Open-ended Text Generation

The goal in open-ended text generation is to create a coherent portion of text that is a continuation from the given context. For example, given a couple of sentences, this capability makes it possible for machines to self-write a coherent story. One can imagine using such a system for AI-assisted writing, but of course it can also be repurposed to generate misleading (fake) news articles.

Ovid’s Unicorn, written by OpenAI’s GPT-2, offers a glimpse of the state-of-the art. Because it can generate astonishingly human-like passages, the full GPT-2 model was not released initially (in Feb 2019) due to ethical concerns. This decision resulted in a lively debate within the machine learning community. (OpenAI has since decided (in May 2019) to use two mechanisms for responsibly publishing GPT-2: staged release and partnership-based sharing.)

How text generation works

To generate text, we typically use a language model along with a decoder. The language model can be an LSTM, or something based on the Transformer architecture, such as the GPT model. The language model outputs the likelihood of each word in the vocabulary being the next word in the sequence. Ideally, the decoder then picks the best sequence of words that leads to the highest probability (likelihood) based on this information. To do this, one has to search through all the possible sequences of words - this computation is not tractable. As such, two approaches are used in practice: greedy search and beam search.

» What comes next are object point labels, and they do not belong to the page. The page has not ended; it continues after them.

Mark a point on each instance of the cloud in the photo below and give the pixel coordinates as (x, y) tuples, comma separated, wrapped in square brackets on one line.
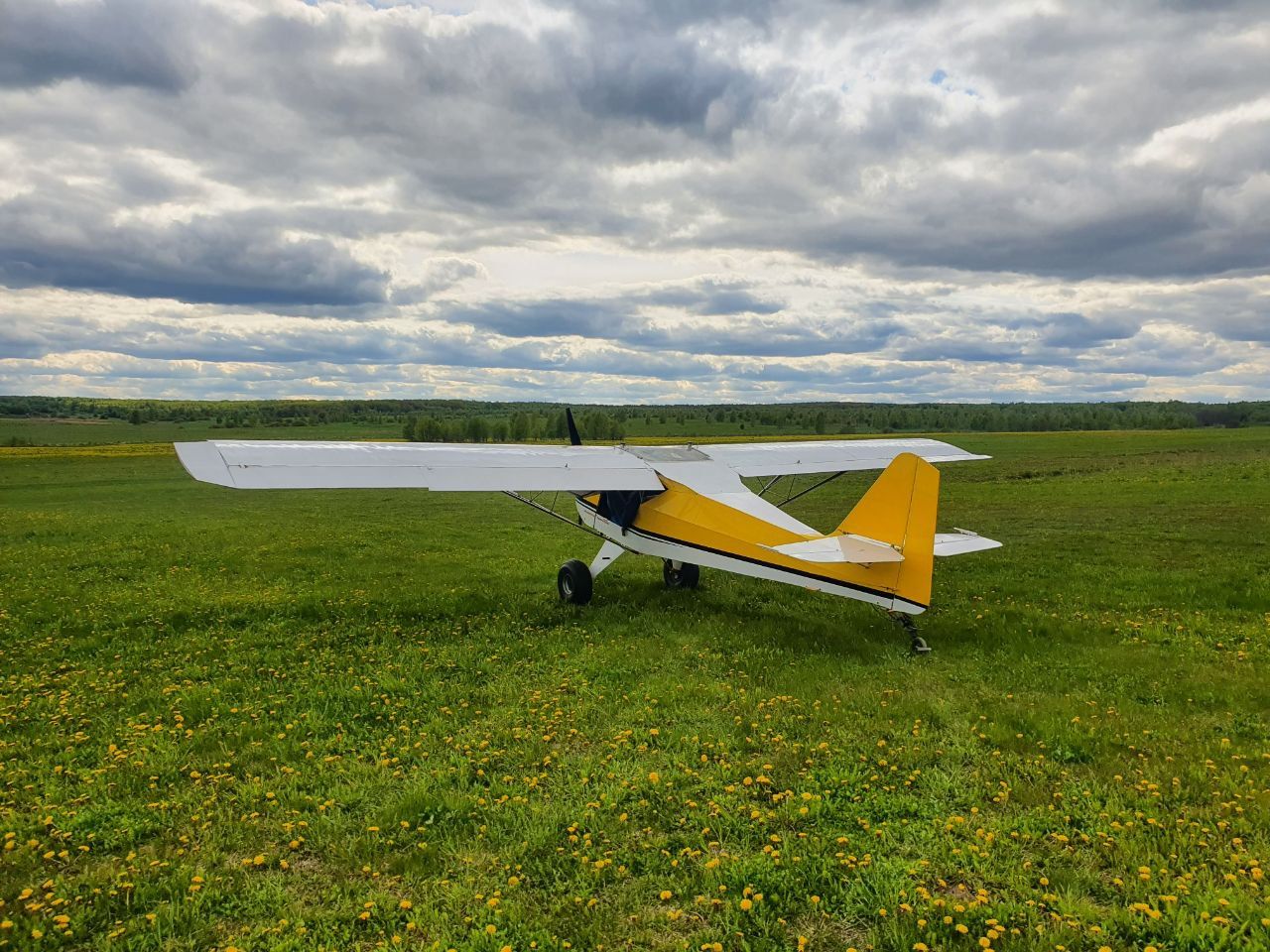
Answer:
[(223, 261), (114, 44), (762, 199)]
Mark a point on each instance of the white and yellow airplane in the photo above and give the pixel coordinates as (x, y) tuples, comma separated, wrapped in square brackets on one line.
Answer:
[(683, 504)]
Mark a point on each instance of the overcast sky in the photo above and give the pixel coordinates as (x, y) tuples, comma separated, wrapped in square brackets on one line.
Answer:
[(611, 200)]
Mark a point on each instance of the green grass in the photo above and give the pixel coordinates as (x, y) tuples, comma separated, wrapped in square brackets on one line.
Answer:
[(325, 720)]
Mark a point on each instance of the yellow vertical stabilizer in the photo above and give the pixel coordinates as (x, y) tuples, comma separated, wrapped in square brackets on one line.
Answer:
[(899, 509)]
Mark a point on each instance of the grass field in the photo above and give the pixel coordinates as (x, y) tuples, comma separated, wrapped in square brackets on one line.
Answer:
[(356, 720)]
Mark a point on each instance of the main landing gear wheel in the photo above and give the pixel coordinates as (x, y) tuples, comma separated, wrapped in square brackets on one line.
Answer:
[(681, 575), (574, 583), (910, 626)]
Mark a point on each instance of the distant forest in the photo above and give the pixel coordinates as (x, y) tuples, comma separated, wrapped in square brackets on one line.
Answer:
[(466, 420)]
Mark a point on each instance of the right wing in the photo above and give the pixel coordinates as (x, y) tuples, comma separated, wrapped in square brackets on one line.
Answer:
[(437, 466), (828, 454)]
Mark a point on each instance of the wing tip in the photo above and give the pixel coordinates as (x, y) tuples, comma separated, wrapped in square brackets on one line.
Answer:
[(204, 462)]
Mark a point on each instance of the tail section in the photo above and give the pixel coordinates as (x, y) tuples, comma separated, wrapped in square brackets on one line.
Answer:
[(899, 511)]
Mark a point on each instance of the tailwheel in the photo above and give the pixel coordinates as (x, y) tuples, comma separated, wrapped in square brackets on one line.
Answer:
[(916, 642), (681, 575), (574, 583)]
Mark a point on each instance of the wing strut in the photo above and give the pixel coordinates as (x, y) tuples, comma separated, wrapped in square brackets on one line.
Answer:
[(793, 495), (813, 486)]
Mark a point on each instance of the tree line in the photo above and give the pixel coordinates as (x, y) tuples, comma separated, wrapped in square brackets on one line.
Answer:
[(468, 420)]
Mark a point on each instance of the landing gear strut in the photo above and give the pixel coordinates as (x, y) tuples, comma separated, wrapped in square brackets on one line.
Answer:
[(910, 626), (681, 575)]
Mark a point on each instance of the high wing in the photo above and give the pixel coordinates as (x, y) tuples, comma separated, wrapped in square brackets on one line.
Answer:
[(437, 466), (828, 454)]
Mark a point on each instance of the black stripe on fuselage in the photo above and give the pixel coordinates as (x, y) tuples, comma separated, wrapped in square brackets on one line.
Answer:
[(659, 537)]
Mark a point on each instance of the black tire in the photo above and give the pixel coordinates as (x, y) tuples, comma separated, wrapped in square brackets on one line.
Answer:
[(574, 583), (686, 576)]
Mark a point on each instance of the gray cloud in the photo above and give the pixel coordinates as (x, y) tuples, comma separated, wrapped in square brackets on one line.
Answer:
[(119, 42), (225, 261), (1060, 206)]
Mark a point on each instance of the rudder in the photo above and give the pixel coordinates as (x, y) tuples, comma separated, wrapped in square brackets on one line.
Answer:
[(899, 509)]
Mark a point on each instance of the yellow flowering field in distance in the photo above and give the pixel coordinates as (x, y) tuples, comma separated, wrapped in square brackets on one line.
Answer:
[(363, 720)]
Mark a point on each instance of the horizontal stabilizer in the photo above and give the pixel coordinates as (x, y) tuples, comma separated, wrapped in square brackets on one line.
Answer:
[(846, 547), (961, 540)]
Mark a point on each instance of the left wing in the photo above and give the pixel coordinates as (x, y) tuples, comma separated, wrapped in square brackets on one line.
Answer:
[(828, 454), (437, 466)]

In greedy search, the decoder picks the word that has the highest likelihood of being the next word in the sequence. It only looks at the next word, and in doing so, is only exploring one path to building a sequence of words.

A better approach is beam search. Rather than exploring a single path, beam search keeps track of multiple paths. While beam search is effective for non-open-ended generation tasks such as machine translation, data-to-text generation, and summarization, it does not work well for open-ended text generation.

Why doesn’t beam search work for open-ended text generation?

Using beam search as a decoder for open-ended generation results in text that is strangely bland and repetitive. This is not because of “search error, where beam search failed to find higher quality sentences to which the model assigns higher probability than to the decoded ones.” Rather, the fundamental problem is the maximum likelihood decoding objective.

Example of degenerate text using beam search. Credit

Example of degenerate text using beam search. (credit)

It turns out likelihood maximization approaches such as beam search tend to produce sentences that loop repetitively. Further, the probability of forming a loop (“I don’t know, I don’t know, I don’t know”) increases with a longer loop - once looping starts, it is difficult to get out of it. In addition, probability distribution of human-generated text turns out to be very different from machine-generated text. When using a maximum likelihood framework, the machine-generated text is composed of tokens that are highly probable, but human-generated text exhibits much richness and variance.

Human text is rich and surprising. credit

Human text is rich and surprising. (credit)

Randomize!

Recently two approaches based on the idea of randomization have been shown to work much better for open-ended generation. In top-k sampling, the decoder randomly samples from the top-k most likely next words. This is the approach used to generate Ovid’s Unicorn. Another approach is to “select the highest probability tokens whose cumulative probability mass exceeds a pre-chosen threshold”. In other words, instead of selecting k tokens, we select n tokens where the summation of the probability from all n tokens exceed a certain threshold, p. This results in a different number of possible next words (vs k fixed candidates) each time, and can be particularly effective when we have a large number of words with almost equal likelihoods. Using top-5, we would have just picked 5. The remaining (10 for example) will have been left out, even though these words have similar likelihood when compared to the top 5.

We are excited about the technical advances in open-ended text generation, but are cautiously optimistic for these advances to be put to good use for safe and ethical machine learning.